Наталья снова обернулась.
– Меня Светка спросила, когда еще там была, когда я еще только объявила про тебя, она спрашивает: "Ну и что в нем?" Я говорю: "Ум". Она, дура, давай смеяться: "Это вряд ли, – говорит, – раз тебя предпочел".
– А я ведь ее, между прочим, и не видел ни разу.
– Увидишь. Она чудная. Яркая, веселая, как… как этот торт. И такая же, наверное, сладкая. Надо у Помпеева спросить.
– Ты хоть видела этого мифического Помпеева?
– Откуда? Она его там, на месте вычислила. И оформила, – Наталья отвернулась от зеркала и засмеялась: – Я ее спрашиваю: "Слушай, у Помпеева твоего хоть инициалы какие-нибудь имеются?" Она мне: "П. Д., ну типа Петр Дмитриевич. А все равно его все Помпеевым зовут. Даже я". – "Даже там?" – спрашиваю. "Даже да, – отвечает. – Если человек Помпеев, так он везде Помпеев". И я вдруг сообразила. После уже разговора. Все дело в инициалах, в П. Д. У Карла Брюллова как называется его монументальное шесть на девять?
– Ну "Последний день Помпеи". А, понял, – засмеялся Леша. – А Светлана твоя, она в курсе?
– Сегодня и выясним.
– Если успеем. Может, хорош штукатуриться?
– Всё, поехали.
Отошла от зеркала, осмотрела себя, удовлетворилась:
– Ах, хороша Наташа. Любишь меня, алкоголик?
– Попробуй тебя не любить.
– Попробуй. Такой П. Д. устрою, дискантом запоешь.
– Вот чума, – восхитился Леша. – Одна хирургия на уме.
Взял торт, пошел за нею следом…
Напрягать домофон, слава богу, не пришлось, как раз из подъезда выходили люди.
– Смотри-ка, впустили. И пароль не спросили, – изумилась Наталья, поднимаясь по лестнице. – За порядочных приняли.
– С таким тортом хоть куда пропустят, – возразил Леша. – Хоть даже в Смольный!
– В Смольный в таких коробках таскают что-нибудь в тротиловом эквиваленте.
Наталья выбрала искомую дверь, позвонила.
Вышла женщина в веселеньком таком передничке, оглядела их, спросила:
– Вам кого?
– Я же предупреждал, – начал было Леша, но Наталья перехватила:
– Кого-нибудь. Мы по этому адресу приглашение получили.
– Вы уверены? – спросила женщина.
– Вполне, – Наталья попыталась протиснуться в дверь – не вышло.

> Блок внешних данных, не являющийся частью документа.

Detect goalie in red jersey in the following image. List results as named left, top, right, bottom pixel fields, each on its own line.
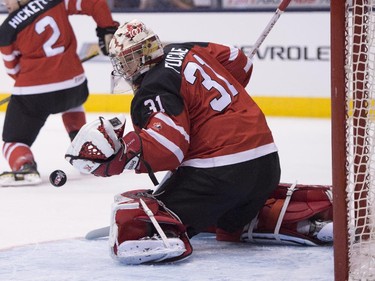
left=65, top=20, right=331, bottom=264
left=0, top=0, right=118, bottom=186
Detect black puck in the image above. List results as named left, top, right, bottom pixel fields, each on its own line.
left=49, top=170, right=67, bottom=187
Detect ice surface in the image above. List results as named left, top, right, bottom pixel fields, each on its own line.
left=0, top=113, right=333, bottom=281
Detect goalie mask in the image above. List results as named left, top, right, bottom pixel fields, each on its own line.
left=109, top=20, right=164, bottom=80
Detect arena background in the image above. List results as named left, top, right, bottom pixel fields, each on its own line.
left=0, top=0, right=330, bottom=118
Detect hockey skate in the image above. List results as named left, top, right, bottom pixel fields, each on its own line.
left=0, top=162, right=42, bottom=186
left=116, top=235, right=186, bottom=264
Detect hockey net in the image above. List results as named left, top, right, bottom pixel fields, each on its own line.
left=331, top=0, right=375, bottom=281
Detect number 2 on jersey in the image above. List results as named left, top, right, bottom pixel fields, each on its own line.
left=184, top=55, right=238, bottom=112
left=35, top=16, right=65, bottom=57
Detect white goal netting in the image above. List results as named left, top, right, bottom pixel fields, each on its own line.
left=345, top=0, right=375, bottom=280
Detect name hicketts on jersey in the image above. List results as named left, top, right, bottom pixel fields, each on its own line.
left=8, top=0, right=58, bottom=29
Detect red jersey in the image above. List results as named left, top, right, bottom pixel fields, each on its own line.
left=131, top=43, right=277, bottom=172
left=0, top=0, right=116, bottom=95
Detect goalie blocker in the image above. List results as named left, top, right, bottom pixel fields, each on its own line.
left=215, top=183, right=333, bottom=246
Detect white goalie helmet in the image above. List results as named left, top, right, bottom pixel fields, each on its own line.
left=109, top=19, right=164, bottom=80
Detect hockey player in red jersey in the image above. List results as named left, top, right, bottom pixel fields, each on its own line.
left=65, top=20, right=331, bottom=264
left=0, top=0, right=118, bottom=186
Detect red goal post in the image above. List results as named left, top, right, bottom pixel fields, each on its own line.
left=331, top=0, right=375, bottom=281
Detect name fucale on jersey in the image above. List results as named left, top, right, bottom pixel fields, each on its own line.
left=0, top=0, right=63, bottom=46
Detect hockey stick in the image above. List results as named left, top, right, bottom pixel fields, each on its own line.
left=249, top=0, right=291, bottom=60
left=0, top=51, right=99, bottom=105
left=139, top=199, right=171, bottom=248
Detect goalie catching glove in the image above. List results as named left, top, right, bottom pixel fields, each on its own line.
left=109, top=190, right=193, bottom=264
left=65, top=115, right=142, bottom=177
left=96, top=22, right=119, bottom=56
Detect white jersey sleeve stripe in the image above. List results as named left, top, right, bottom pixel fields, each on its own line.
left=229, top=47, right=238, bottom=61
left=244, top=58, right=253, bottom=73
left=155, top=113, right=190, bottom=143
left=144, top=129, right=184, bottom=163
left=5, top=64, right=20, bottom=74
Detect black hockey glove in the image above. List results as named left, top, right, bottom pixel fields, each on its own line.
left=96, top=25, right=118, bottom=56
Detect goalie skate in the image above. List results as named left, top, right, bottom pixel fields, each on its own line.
left=0, top=163, right=42, bottom=187
left=116, top=235, right=186, bottom=265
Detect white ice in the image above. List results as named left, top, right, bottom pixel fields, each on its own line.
left=0, top=113, right=334, bottom=281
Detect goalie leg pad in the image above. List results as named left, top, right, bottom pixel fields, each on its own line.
left=241, top=184, right=333, bottom=245
left=109, top=190, right=193, bottom=264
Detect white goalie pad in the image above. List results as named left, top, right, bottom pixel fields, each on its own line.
left=65, top=114, right=125, bottom=174
left=109, top=190, right=192, bottom=265
left=116, top=236, right=186, bottom=265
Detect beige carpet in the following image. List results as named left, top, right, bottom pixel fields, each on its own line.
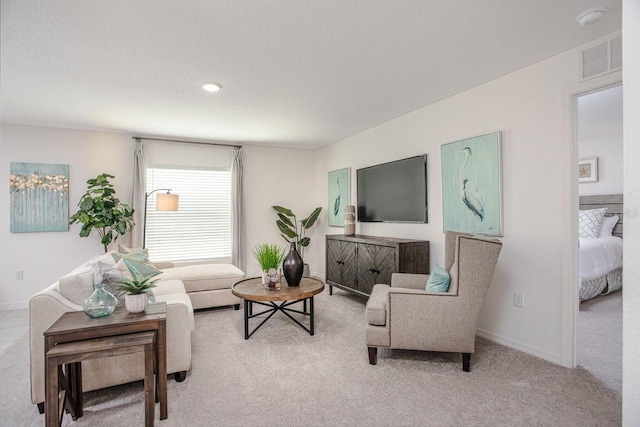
left=577, top=291, right=622, bottom=395
left=0, top=290, right=621, bottom=426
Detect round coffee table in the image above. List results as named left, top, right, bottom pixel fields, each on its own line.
left=231, top=277, right=324, bottom=340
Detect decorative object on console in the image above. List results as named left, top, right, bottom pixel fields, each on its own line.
left=282, top=242, right=304, bottom=286
left=578, top=157, right=598, bottom=183
left=142, top=188, right=180, bottom=248
left=69, top=173, right=134, bottom=253
left=344, top=205, right=356, bottom=236
left=441, top=131, right=503, bottom=236
left=9, top=162, right=69, bottom=233
left=251, top=243, right=286, bottom=290
left=272, top=206, right=322, bottom=258
left=83, top=283, right=118, bottom=319
left=328, top=168, right=351, bottom=227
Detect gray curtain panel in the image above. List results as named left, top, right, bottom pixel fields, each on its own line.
left=131, top=141, right=147, bottom=248
left=231, top=147, right=246, bottom=271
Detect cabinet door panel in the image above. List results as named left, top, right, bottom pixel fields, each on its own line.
left=327, top=240, right=356, bottom=288
left=326, top=240, right=342, bottom=283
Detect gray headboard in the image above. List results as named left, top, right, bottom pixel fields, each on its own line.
left=580, top=194, right=624, bottom=237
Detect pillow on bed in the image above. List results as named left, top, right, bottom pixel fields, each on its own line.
left=599, top=215, right=620, bottom=237
left=578, top=208, right=607, bottom=239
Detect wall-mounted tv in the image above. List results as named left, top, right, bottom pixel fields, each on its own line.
left=356, top=154, right=428, bottom=223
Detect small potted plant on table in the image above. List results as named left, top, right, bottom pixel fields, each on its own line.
left=116, top=273, right=160, bottom=313
left=251, top=243, right=286, bottom=290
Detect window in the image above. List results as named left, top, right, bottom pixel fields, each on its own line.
left=146, top=167, right=231, bottom=262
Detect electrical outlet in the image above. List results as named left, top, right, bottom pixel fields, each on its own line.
left=513, top=292, right=524, bottom=308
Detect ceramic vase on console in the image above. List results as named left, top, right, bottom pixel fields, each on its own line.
left=83, top=283, right=118, bottom=319
left=344, top=205, right=356, bottom=236
left=282, top=242, right=304, bottom=286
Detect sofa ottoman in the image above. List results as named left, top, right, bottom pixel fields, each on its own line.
left=157, top=264, right=245, bottom=310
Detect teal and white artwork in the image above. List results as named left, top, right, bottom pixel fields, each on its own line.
left=441, top=132, right=502, bottom=236
left=9, top=162, right=69, bottom=233
left=328, top=168, right=350, bottom=227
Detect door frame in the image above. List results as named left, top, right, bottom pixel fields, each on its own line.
left=560, top=71, right=622, bottom=368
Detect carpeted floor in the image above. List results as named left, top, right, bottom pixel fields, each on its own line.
left=577, top=291, right=622, bottom=395
left=0, top=290, right=621, bottom=426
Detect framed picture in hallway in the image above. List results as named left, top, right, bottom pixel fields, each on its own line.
left=441, top=131, right=503, bottom=236
left=9, top=162, right=69, bottom=233
left=327, top=168, right=351, bottom=227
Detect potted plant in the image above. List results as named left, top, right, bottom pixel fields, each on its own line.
left=272, top=206, right=322, bottom=259
left=272, top=206, right=322, bottom=286
left=115, top=270, right=160, bottom=313
left=69, top=173, right=134, bottom=252
left=251, top=243, right=286, bottom=289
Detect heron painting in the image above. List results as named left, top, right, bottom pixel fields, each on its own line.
left=327, top=168, right=350, bottom=227
left=441, top=132, right=502, bottom=236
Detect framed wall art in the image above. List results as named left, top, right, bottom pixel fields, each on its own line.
left=578, top=157, right=598, bottom=183
left=9, top=162, right=69, bottom=233
left=328, top=168, right=351, bottom=227
left=441, top=132, right=503, bottom=236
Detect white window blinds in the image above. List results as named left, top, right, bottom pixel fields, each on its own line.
left=146, top=167, right=231, bottom=262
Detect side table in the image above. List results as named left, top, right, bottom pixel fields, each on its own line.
left=44, top=302, right=168, bottom=425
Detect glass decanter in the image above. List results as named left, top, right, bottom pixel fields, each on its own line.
left=84, top=283, right=118, bottom=318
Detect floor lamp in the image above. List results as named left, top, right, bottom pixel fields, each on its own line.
left=142, top=188, right=180, bottom=249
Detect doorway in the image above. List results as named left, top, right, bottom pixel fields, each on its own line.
left=574, top=85, right=623, bottom=395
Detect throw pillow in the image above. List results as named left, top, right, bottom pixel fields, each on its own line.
left=118, top=245, right=142, bottom=254
left=57, top=265, right=94, bottom=305
left=112, top=249, right=161, bottom=278
left=600, top=215, right=620, bottom=237
left=97, top=260, right=128, bottom=305
left=578, top=208, right=607, bottom=239
left=426, top=265, right=451, bottom=292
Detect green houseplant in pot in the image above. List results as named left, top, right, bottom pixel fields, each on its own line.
left=272, top=206, right=322, bottom=286
left=251, top=243, right=286, bottom=289
left=116, top=268, right=160, bottom=313
left=69, top=173, right=134, bottom=252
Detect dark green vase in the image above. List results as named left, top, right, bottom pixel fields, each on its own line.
left=282, top=242, right=304, bottom=286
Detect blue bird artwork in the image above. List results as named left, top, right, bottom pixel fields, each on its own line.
left=333, top=177, right=342, bottom=216
left=460, top=147, right=484, bottom=221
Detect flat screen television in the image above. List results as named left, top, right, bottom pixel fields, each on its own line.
left=356, top=154, right=428, bottom=223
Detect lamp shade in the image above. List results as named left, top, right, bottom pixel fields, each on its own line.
left=156, top=193, right=180, bottom=211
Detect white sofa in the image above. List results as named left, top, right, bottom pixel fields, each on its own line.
left=29, top=255, right=194, bottom=412
left=156, top=262, right=245, bottom=310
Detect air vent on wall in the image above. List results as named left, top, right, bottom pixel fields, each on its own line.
left=580, top=36, right=622, bottom=81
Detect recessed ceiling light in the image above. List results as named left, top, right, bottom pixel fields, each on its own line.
left=202, top=82, right=222, bottom=92
left=576, top=7, right=606, bottom=27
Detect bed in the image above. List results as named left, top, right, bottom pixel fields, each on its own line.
left=578, top=194, right=623, bottom=301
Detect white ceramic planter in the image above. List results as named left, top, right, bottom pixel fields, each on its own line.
left=124, top=292, right=149, bottom=313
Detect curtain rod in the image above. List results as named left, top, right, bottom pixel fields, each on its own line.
left=132, top=136, right=242, bottom=148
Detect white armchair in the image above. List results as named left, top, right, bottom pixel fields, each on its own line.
left=366, top=232, right=502, bottom=372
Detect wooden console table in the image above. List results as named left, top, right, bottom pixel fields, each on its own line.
left=325, top=234, right=429, bottom=296
left=44, top=302, right=168, bottom=426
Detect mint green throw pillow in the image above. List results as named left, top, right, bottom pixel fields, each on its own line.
left=111, top=249, right=161, bottom=279
left=426, top=265, right=451, bottom=292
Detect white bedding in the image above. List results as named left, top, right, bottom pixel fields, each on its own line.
left=578, top=236, right=622, bottom=283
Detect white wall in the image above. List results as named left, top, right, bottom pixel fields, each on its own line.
left=622, top=0, right=640, bottom=426
left=578, top=135, right=623, bottom=196
left=316, top=36, right=620, bottom=363
left=0, top=125, right=315, bottom=310
left=0, top=125, right=134, bottom=309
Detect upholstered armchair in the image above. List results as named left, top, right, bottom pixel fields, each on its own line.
left=366, top=232, right=502, bottom=372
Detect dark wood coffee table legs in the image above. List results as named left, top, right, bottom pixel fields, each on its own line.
left=244, top=297, right=315, bottom=340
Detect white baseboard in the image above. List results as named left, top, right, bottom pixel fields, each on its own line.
left=476, top=328, right=562, bottom=366
left=0, top=301, right=29, bottom=311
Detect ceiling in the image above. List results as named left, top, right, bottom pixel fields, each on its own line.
left=0, top=0, right=621, bottom=149
left=577, top=85, right=622, bottom=141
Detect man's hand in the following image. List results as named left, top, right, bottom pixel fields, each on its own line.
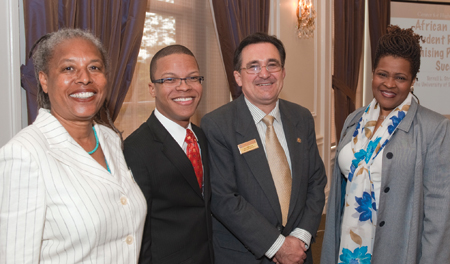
left=273, top=236, right=306, bottom=264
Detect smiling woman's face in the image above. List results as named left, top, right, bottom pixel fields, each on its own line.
left=39, top=38, right=107, bottom=122
left=372, top=56, right=415, bottom=116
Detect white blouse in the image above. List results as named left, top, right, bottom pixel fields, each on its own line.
left=338, top=142, right=384, bottom=205
left=0, top=109, right=147, bottom=264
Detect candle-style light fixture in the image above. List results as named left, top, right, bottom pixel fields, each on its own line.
left=297, top=0, right=316, bottom=38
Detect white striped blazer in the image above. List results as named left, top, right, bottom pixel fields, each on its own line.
left=0, top=109, right=147, bottom=264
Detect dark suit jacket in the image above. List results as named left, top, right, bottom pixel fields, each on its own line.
left=124, top=113, right=213, bottom=264
left=202, top=96, right=326, bottom=264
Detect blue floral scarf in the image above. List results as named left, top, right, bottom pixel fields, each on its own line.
left=339, top=93, right=412, bottom=264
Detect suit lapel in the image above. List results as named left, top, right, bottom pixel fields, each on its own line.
left=192, top=124, right=211, bottom=199
left=147, top=113, right=203, bottom=197
left=35, top=110, right=121, bottom=188
left=235, top=96, right=282, bottom=222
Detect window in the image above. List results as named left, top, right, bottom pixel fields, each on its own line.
left=115, top=0, right=230, bottom=138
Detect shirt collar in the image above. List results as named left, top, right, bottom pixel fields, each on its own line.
left=155, top=108, right=193, bottom=148
left=244, top=96, right=281, bottom=124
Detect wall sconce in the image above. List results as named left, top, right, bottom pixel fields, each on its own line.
left=297, top=0, right=316, bottom=38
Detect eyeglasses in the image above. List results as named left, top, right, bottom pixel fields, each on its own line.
left=241, top=62, right=283, bottom=74
left=152, top=76, right=205, bottom=87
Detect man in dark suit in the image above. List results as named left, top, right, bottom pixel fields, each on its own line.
left=202, top=33, right=326, bottom=264
left=124, top=45, right=213, bottom=264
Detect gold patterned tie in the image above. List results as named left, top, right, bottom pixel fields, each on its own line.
left=263, top=115, right=292, bottom=226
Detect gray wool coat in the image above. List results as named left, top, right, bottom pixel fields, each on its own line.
left=321, top=100, right=450, bottom=264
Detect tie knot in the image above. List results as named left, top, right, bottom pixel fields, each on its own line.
left=184, top=128, right=196, bottom=144
left=263, top=115, right=275, bottom=127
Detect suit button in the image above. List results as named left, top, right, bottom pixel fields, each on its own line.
left=125, top=235, right=133, bottom=245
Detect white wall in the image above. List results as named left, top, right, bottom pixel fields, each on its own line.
left=269, top=0, right=333, bottom=185
left=0, top=0, right=22, bottom=146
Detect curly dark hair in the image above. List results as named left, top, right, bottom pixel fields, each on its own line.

Спросила: – Вы что, недавно у них?
– У кого?
– У хозяев.
– Я и есть хозяйка, – женщина потянула дверь на себя. – А вот вас я в первый раз вижу. И, надеюсь, в последний.
– Простите, мы, кажется, ошиблись, – Леша потянул Наталью за рукав. – Пошли отсюда.
– Да уж, пожалуйста, оставьте нас, – подхватила женщина. – Мы ждем гостей, порядочных людей. А тут вы со своим идиотским тортом.